Here’s some reality about these projects.
But first, let’s not be naïve. Oil companies have a legal duty to maximize profits for shareholders, and as such, they will promote any tax break that lets them keep more money. And the Governor will claim credit for every drop of oil he can.
So, what is SB 21? The big giveaway in that bill was the elimination of Alaska’s windfall profits share. That’s a $1 - $2 billion rollback in Alaska’s oil revenue (assuming $110 - $130/barrel prices), which allowed a modestly increasing tax rate as companies earned windfall profits at very high oil prices. SB 21 lets companies spend that money Outside Alaska, anywhere Exxon, British Petroleum and Conoco want. In testimony they refused to commit to spending it here.
I and others attempted sensible changes to ACES that would have required new Alaska oil development to earn reasonable breaks. But Governor Parnell and all 39 GOP legislators except two (Senators Stevens and Stedman) chose a fiscal cliff-creating state revenue slash that will keep Alaska in deficit spending.
By 2021 it will require more than 100,000 barrels/day in new oil just to break even with ACES. That’s likely a low estimate by PFC Energy, a paid consultant that promoted SB 21 (it’s higher than another consultant pushing SB 21 estimated). We’d be better served by an objective analysis.
Now, what about that sudden new SB 21-related development?
Just nine days after SB 21 passed the Governor touted that “Repsol has found oil in three test wells drilled this winter.” He quoted a Repsol spokesman who expectedly stated SB 21 was a “critical factor in ensuring the development of this project.”
Fact Check: In 2011 under ACES, Repsol announced it would begin major investments in Alaska. Repsol said nothing then about the need for tax breaks beyond the significant investment incentives in ACES. Its March, 2011, press release stated, “The estimated minimum exposure for this investment ... amounts to $768 million. The start of exploratory work is scheduled for next winter.... The North Slope of Alaska is an especially promising area for Repsol as it has already shown to be oil rich and carries low exploratory risk.” The oil found this winter was intended in 2011 to be developed, with recognition that ACES was the law in Alaska.
Three days after SB 21 passed, Conoco claimed SB 21 would lead to development of an area next to its Alpine development, called Mooses Tooth.
Fact Check: In 2009 Conoco announced development at its Mooses and Bear Tooth units in NPR-A, under ACES. They did this in part under the threat that they’d lose these leases for not developing them (companies have a duty to develop leases or lose them). They began work in 2008 and again in 2012. Conoco bought leases to expand the Mooses Tooth Unit in 2008, promised drilling in both areas, and in 2012 “staked nine potential well locations in the Mooses and Bear Tooth units (2012 Anchorage Economic Development Corporation (AEDC) report).
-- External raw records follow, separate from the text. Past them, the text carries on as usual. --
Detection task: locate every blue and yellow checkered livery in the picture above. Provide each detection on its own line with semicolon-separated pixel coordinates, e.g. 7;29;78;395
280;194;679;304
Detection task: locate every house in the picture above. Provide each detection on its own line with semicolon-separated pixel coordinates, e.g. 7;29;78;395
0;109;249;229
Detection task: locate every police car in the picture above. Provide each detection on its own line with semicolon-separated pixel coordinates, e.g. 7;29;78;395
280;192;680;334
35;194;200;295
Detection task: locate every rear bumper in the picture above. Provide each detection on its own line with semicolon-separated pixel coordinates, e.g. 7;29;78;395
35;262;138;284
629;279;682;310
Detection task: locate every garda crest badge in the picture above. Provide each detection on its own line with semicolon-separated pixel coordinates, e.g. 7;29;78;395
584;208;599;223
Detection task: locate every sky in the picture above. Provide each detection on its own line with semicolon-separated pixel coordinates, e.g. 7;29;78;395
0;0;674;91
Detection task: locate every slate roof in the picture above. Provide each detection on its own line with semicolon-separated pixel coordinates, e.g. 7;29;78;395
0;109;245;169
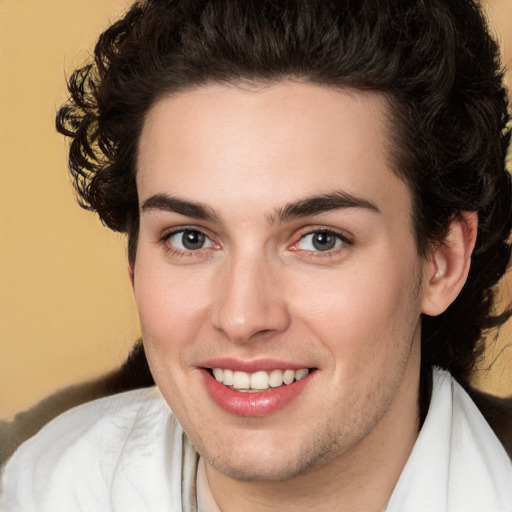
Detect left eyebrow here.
[269,191,380,223]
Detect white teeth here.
[268,370,283,388]
[223,368,234,386]
[251,372,269,389]
[212,368,309,391]
[295,368,309,380]
[233,372,251,389]
[283,370,295,384]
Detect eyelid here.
[289,226,353,256]
[159,226,219,256]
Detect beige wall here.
[0,0,138,416]
[0,0,512,416]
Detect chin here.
[203,432,340,482]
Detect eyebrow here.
[141,194,219,222]
[269,191,380,223]
[141,191,380,224]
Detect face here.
[134,82,424,481]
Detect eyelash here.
[160,226,353,258]
[289,227,353,258]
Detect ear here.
[421,212,478,316]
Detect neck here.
[206,358,421,512]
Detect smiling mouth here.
[207,368,313,393]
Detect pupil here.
[182,231,205,251]
[313,233,336,251]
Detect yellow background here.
[0,0,512,417]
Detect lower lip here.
[201,369,315,418]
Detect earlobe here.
[422,212,478,316]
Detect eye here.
[296,230,346,252]
[165,229,214,252]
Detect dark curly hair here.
[57,0,512,380]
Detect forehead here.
[137,82,409,220]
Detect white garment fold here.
[386,369,512,512]
[0,370,512,512]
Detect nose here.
[213,253,290,343]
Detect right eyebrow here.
[141,194,219,222]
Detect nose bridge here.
[214,249,289,343]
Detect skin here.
[133,82,476,511]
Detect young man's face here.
[134,82,430,480]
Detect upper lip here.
[198,357,312,373]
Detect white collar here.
[386,368,512,512]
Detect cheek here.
[134,254,212,350]
[290,250,420,354]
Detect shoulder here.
[0,388,182,512]
[462,383,512,459]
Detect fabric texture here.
[0,370,512,512]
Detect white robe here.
[0,370,512,512]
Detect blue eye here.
[166,229,213,251]
[297,230,345,252]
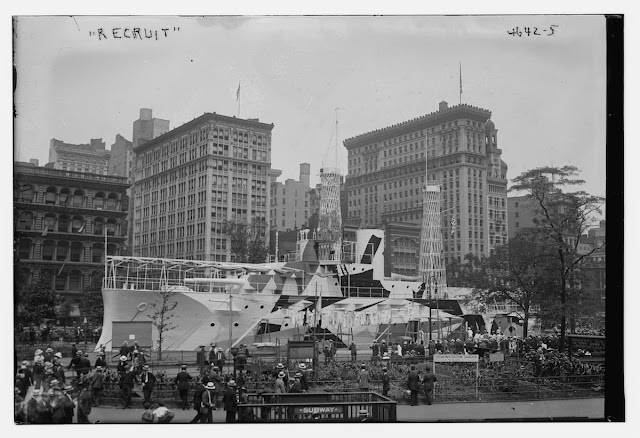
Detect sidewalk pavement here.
[81,398,604,424]
[396,397,604,422]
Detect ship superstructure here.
[98,229,462,350]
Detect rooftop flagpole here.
[236,81,240,118]
[460,61,462,105]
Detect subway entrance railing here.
[238,392,396,423]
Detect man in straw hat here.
[273,371,287,394]
[140,365,156,403]
[200,382,216,423]
[222,380,238,423]
[90,365,104,407]
[298,362,309,392]
[95,351,107,370]
[176,365,191,411]
[15,360,33,398]
[422,365,438,405]
[116,356,129,374]
[358,363,371,391]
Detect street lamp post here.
[429,275,436,342]
[83,316,87,352]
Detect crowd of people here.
[14,347,99,424]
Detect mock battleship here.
[97,229,463,350]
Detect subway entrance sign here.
[293,406,343,415]
[111,321,153,350]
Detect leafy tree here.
[222,221,269,263]
[509,166,605,351]
[79,271,104,326]
[147,290,178,360]
[16,278,60,325]
[473,236,554,337]
[447,253,481,287]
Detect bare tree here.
[509,166,605,351]
[147,291,178,360]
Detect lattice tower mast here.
[318,108,342,260]
[420,171,447,298]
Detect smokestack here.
[140,108,153,120]
[300,163,311,187]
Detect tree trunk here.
[558,279,567,353]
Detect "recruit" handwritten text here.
[89,27,180,41]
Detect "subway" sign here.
[293,406,342,415]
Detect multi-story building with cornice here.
[49,138,111,175]
[14,163,128,316]
[132,113,273,261]
[270,163,311,231]
[344,102,507,263]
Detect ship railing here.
[103,274,311,294]
[343,286,398,298]
[487,303,540,313]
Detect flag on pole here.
[460,61,462,98]
[58,256,68,276]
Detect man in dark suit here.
[95,351,107,370]
[214,348,227,371]
[407,365,420,406]
[113,341,130,358]
[140,365,156,403]
[382,366,390,397]
[222,380,238,423]
[80,353,91,376]
[422,365,438,405]
[120,370,135,409]
[190,379,209,423]
[176,365,191,411]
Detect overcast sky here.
[14,15,606,195]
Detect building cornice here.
[133,113,273,154]
[343,103,491,150]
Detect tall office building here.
[132,113,273,261]
[270,163,311,231]
[131,108,169,147]
[344,102,507,263]
[109,134,133,182]
[13,163,128,315]
[48,138,111,175]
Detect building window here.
[18,239,32,260]
[73,189,84,207]
[55,272,67,290]
[69,242,84,262]
[42,240,56,260]
[91,243,104,263]
[71,216,84,233]
[93,192,104,210]
[93,217,104,236]
[56,241,69,262]
[44,187,58,205]
[18,211,33,230]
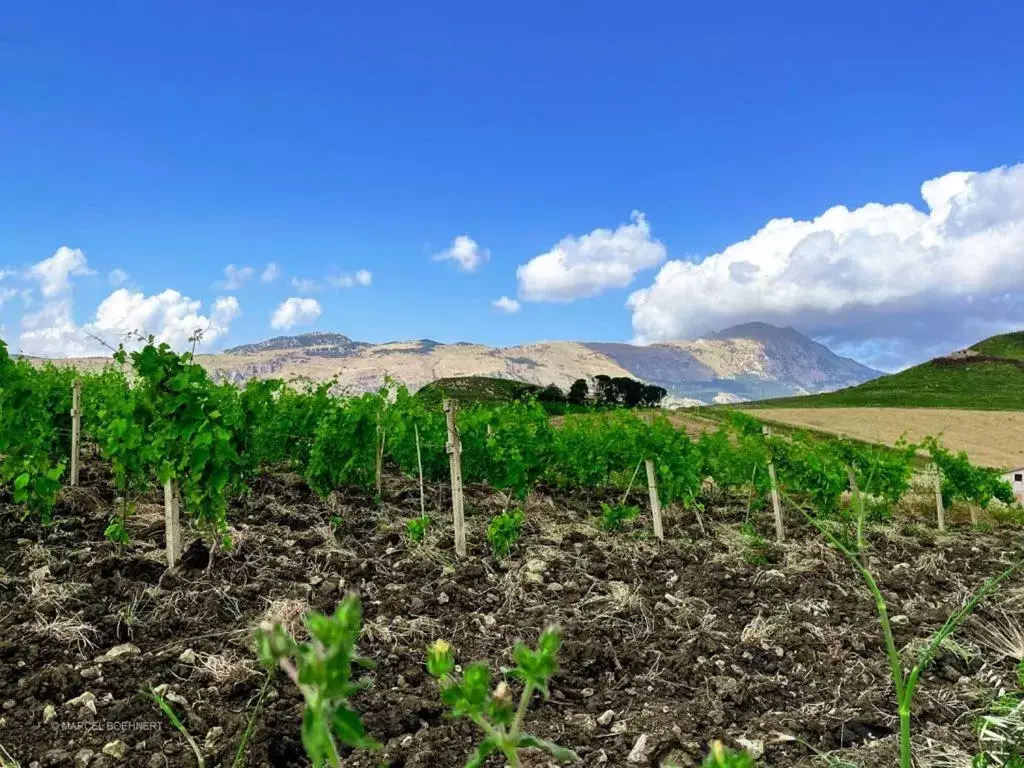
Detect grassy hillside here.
[971,331,1024,360]
[751,358,1024,411]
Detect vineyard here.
[0,341,1024,768]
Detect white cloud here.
[270,296,323,331]
[214,264,255,291]
[28,246,96,299]
[210,296,242,328]
[628,164,1024,365]
[431,234,490,272]
[259,261,281,283]
[327,269,374,288]
[20,288,241,357]
[516,211,666,302]
[292,278,324,293]
[490,296,519,314]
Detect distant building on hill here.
[1002,467,1024,504]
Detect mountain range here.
[197,323,882,404]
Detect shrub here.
[487,509,526,560]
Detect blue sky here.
[0,0,1024,368]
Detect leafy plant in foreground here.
[805,483,1024,768]
[427,628,581,768]
[601,502,640,531]
[406,515,430,544]
[487,508,526,560]
[700,741,755,768]
[256,595,380,768]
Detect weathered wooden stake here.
[71,379,82,485]
[846,467,867,568]
[644,459,665,542]
[762,427,785,544]
[413,424,427,515]
[935,467,946,531]
[376,424,387,499]
[164,478,181,568]
[443,399,466,557]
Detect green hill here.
[751,332,1024,411]
[971,331,1024,360]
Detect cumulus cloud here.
[292,278,324,293]
[214,264,255,291]
[270,296,323,331]
[628,164,1024,367]
[327,269,374,288]
[19,247,241,357]
[490,296,520,314]
[431,234,490,272]
[28,246,96,299]
[20,288,241,357]
[259,261,281,283]
[516,211,666,302]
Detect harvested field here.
[746,408,1024,468]
[0,466,1024,768]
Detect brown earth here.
[0,462,1024,768]
[748,408,1024,469]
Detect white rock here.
[203,725,224,753]
[103,738,128,760]
[65,691,96,720]
[626,733,647,763]
[96,643,142,664]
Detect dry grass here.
[196,653,256,683]
[29,615,96,651]
[256,598,311,639]
[748,408,1024,467]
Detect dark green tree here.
[566,379,590,406]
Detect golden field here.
[746,408,1024,469]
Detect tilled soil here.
[0,474,1024,768]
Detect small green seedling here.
[256,595,380,768]
[739,520,770,565]
[487,509,526,560]
[143,688,206,768]
[601,502,640,531]
[700,741,755,768]
[406,515,430,544]
[427,628,582,768]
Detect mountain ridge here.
[203,324,882,403]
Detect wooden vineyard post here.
[444,399,466,557]
[164,478,181,568]
[376,424,387,499]
[762,427,785,544]
[71,379,82,485]
[644,459,665,542]
[934,466,946,532]
[846,467,867,568]
[413,424,427,515]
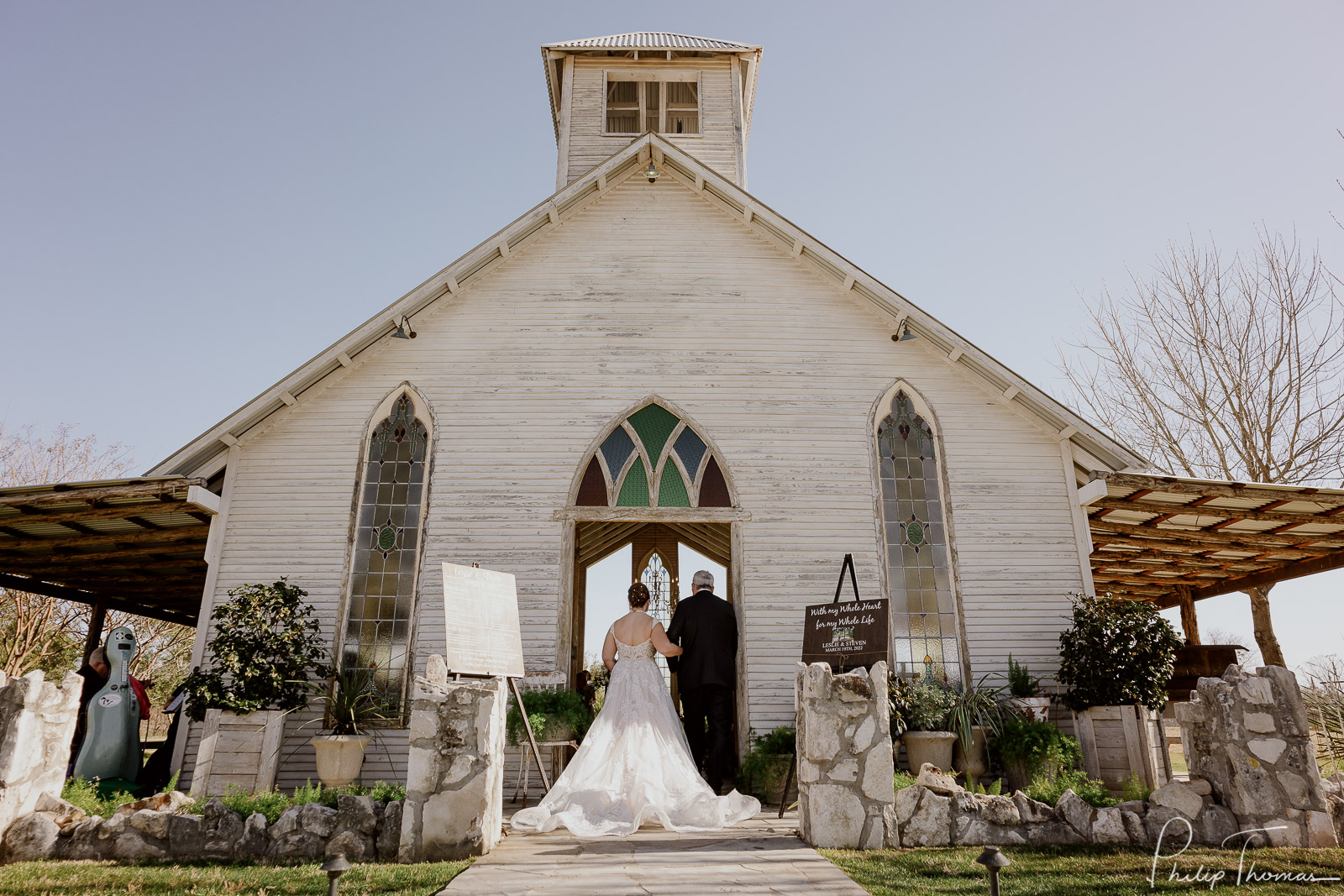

Companies move ahead with field development because they’ve calculated the chances of production are worth the risk.
Fact Check: Brooks Range Petroleum has been developing the “Mustang” field under ACES. They discovered oil in 2011, and the 2012 AEDC report noted they planned to “sanction this project” in 2012 with “first oil expected in 2014.” Suggestions that this field was developed because of SB 21 are inaccurate.
Expect more spin from those who want to keep SB 21’s massive tax breaks. And expect less revenue, continued education cuts, construction and other job losses, and big dips into Alaska’s billions in ACES-created savings.
• Les Gara is a Democratic State Representative From Anchorage.